In all honesty, it’s one of the only occasions I can honestly say it felt like a song wrote itself. It happened very quickly and very early on. If I could establish some kind of payment scheme to ensure that that could happen at least once a month, I’d be absolutely fucking delighted. Ninety-nine percent of the time, for me, composing is like solving a puzzle. I read this interview with, i think, Larry David’s wife. She was saying that Larry’s just a fucking nightmare when he’s writing because he has loads of ideas and gets really depressed until the moment he finally works out how to tie up the end of each episode, and then he’s absolutely ecstatic. Bouncing off the walls. I really relate to that. I guess it’s a different kind of pressure now, not being part of an ensemble and having to conjure things more laboriously. I do miss the process of being part of a composing ensemble. Me and Gamb do ‘jam’ a fair bit though. It’s still great fun.

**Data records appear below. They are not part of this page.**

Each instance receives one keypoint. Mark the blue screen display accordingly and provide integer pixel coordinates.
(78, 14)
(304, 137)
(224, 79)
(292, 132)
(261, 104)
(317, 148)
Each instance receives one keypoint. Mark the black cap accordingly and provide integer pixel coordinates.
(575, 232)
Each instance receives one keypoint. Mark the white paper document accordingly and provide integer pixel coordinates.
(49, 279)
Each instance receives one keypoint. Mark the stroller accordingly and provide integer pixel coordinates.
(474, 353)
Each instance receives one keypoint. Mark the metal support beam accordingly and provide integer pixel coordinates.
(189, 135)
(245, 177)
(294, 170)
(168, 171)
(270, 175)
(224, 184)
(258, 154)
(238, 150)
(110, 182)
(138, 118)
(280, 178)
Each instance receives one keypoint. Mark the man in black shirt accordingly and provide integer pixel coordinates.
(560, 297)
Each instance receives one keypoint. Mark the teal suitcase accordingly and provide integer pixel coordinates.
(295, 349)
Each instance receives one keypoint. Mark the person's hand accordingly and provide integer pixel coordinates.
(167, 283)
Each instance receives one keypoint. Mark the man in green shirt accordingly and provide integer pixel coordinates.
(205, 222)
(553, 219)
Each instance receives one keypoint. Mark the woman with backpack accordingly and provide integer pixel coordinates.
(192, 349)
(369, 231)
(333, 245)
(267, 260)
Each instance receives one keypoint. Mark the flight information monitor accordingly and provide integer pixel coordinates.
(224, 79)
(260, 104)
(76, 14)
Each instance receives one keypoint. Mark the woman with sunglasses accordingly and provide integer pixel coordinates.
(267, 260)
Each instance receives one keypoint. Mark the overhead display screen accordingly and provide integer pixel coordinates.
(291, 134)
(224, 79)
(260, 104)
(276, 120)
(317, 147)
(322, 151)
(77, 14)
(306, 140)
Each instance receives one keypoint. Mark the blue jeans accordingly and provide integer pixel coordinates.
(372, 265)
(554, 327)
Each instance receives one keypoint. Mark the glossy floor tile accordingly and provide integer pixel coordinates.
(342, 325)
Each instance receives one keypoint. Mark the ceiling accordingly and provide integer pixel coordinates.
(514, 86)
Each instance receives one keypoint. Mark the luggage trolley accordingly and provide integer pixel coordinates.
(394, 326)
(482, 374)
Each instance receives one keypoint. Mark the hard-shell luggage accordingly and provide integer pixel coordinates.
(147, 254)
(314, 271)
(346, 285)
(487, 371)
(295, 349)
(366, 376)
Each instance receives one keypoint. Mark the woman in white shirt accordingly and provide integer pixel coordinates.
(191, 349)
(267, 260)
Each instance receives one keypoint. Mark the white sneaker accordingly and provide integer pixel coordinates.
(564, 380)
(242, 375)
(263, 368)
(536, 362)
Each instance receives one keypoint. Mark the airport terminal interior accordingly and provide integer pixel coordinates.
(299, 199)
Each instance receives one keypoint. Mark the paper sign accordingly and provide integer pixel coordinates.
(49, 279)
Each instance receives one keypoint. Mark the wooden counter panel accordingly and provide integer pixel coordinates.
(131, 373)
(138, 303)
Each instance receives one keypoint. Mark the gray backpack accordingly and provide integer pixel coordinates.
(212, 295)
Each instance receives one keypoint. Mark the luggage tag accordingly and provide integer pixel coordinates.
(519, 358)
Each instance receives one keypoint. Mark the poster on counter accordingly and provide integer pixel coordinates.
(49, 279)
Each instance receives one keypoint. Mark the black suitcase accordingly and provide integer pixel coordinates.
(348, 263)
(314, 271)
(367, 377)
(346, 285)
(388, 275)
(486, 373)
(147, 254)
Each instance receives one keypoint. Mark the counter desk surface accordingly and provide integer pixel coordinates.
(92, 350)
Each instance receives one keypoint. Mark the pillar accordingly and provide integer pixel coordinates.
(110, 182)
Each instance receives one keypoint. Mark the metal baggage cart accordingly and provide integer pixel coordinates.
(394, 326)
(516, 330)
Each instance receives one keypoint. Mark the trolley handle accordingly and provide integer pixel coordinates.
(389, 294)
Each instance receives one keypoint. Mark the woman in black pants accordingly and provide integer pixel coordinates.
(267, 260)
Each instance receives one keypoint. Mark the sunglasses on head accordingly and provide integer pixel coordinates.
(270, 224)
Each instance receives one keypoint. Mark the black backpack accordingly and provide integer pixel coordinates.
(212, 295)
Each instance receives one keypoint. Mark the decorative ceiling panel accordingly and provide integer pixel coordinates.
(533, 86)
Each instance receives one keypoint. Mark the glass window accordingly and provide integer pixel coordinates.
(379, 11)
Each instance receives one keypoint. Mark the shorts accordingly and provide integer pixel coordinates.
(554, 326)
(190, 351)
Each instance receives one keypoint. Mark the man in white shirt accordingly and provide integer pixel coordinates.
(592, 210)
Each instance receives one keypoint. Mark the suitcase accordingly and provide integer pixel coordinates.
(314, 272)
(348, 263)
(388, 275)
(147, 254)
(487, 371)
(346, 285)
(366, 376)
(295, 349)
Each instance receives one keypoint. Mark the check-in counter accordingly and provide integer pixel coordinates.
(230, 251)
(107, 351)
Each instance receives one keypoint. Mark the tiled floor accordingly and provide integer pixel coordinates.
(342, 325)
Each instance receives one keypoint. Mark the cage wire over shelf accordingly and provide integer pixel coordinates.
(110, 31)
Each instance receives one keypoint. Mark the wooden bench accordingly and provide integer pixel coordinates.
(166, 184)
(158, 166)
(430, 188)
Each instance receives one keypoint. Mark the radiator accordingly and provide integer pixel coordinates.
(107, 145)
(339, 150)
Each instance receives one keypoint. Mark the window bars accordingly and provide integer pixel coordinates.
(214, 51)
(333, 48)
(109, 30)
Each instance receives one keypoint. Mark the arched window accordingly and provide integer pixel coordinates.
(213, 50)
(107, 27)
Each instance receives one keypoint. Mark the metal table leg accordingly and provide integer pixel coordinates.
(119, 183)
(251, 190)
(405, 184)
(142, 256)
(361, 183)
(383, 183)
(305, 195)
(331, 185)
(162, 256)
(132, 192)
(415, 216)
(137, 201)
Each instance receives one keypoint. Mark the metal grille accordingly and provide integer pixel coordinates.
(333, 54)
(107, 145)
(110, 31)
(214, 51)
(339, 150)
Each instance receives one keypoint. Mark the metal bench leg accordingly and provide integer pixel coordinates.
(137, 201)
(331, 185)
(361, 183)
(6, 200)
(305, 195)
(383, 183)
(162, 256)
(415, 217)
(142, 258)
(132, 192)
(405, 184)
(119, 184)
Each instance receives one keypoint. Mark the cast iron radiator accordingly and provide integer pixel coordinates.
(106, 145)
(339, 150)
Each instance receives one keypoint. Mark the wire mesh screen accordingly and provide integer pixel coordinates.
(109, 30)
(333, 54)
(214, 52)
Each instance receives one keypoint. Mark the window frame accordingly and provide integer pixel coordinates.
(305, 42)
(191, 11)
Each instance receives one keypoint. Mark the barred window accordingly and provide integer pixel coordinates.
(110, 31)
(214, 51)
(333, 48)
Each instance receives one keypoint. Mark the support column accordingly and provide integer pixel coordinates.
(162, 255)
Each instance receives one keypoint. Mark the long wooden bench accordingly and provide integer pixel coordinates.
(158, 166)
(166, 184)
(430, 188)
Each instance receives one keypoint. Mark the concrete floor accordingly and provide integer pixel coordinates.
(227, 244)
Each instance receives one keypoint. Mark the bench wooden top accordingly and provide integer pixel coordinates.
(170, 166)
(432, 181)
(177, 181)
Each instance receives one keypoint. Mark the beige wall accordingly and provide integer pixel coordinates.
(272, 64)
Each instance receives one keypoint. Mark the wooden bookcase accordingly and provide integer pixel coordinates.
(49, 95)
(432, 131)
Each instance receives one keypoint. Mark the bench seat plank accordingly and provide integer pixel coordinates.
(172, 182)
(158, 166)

How much do you have written? Are there plans for a full-length?
There’s about 20 songs floating about in differing levels of completion. We’ll hopefully do another EP before the album.

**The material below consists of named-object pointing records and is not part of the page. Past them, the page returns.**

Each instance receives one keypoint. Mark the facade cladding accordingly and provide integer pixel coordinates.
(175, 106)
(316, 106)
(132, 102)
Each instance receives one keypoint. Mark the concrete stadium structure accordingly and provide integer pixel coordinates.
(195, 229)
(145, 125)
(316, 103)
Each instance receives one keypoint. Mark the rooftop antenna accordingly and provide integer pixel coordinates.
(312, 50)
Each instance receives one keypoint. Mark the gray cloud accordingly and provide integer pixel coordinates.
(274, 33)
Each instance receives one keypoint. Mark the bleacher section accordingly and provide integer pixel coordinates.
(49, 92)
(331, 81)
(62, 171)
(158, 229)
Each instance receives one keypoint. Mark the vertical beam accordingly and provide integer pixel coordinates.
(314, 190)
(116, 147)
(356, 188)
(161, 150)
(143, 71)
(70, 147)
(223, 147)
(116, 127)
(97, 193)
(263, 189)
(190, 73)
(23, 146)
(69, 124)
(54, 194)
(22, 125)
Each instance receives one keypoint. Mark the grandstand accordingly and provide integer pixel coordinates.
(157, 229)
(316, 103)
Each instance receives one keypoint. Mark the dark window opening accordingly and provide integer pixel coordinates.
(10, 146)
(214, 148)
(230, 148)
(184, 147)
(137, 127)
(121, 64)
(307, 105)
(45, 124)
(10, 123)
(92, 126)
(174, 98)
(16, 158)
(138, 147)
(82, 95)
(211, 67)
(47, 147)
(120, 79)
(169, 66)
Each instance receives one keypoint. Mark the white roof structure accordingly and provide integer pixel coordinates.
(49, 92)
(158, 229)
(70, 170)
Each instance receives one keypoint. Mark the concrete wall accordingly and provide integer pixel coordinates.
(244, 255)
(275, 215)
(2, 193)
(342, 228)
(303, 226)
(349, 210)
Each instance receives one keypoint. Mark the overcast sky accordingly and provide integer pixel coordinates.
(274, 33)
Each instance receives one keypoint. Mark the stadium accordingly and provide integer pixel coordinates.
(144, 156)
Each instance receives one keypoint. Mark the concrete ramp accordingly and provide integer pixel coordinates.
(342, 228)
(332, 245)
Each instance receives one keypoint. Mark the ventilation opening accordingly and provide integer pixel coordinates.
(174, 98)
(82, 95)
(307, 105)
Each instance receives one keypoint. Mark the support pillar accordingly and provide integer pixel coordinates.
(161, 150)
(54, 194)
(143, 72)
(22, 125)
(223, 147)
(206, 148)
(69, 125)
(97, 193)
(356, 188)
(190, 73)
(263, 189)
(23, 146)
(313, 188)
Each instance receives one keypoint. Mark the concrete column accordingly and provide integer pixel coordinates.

How have you adjusted to the realities of no longer being in your own band as a ‘day job’? Do you intend for British Theatre to become a full-time concern?
British Theatre is very much full time. All day every day is spent writing for it. I’m writing with Steve Durose too, that’ll be much more guitar based thing. But yeah, British Theatre is a different kind of ‘job’. I mean I’m no longer venturing across town every day to rehearse/argue in a freezing shit hole of a practice space. I’m sitting in my studio with my mate drinking loads of tea and stroking a cat. In terms of day jobs, I’m lucky enough to be Biffy’s live guitarist but that doesn’t require a whole lot of homework. I feel kinda like a cheerleader, or like Bez, or like I’m at a rock disco and it’s Biffy night every night. It’s ace. I’m totally cool with being the hired gun – they’re fucking telepathic, god love ‘em.
This is slightly tangential, but I understand you’ve been involved in the Tim Smith benefit albums. Do you have any news on his condition?
In all honesty I haven’t seen him yet. I’m angry with myself about that and I’ll be rectifying it in the coming months. I send him music and messages from time to time. He’s in my thoughts several times a day because, well, anyone who knows him will tell you what a wonderful man he is. I can only go on what my friends who have seen him tell me – “He is still so beautiful”. An amazing man. I’m so lucky to know him and to have even HEARD his music. Not even nearly enough people have.
Finally, can you recommend something we might not have heard before?
I heard this record in a pub in Didsbury and really liked it – Mare by Julian Lynch. Not heard that before. My friend Ben pointed me towards this lovely record by Happy Particles called Under Sleeping Waves that’s quite twee and tinkly but I love it, especially after a heavy day. The new O’Brother record is good if you like the heavier stuff. Oh and i saw a.P.A.t.T supporting Secret Chiefs 3 and they absolutely bent me. I love it when sometimes you go see a band and walk out going, ‘What kind of band WAS that?!’.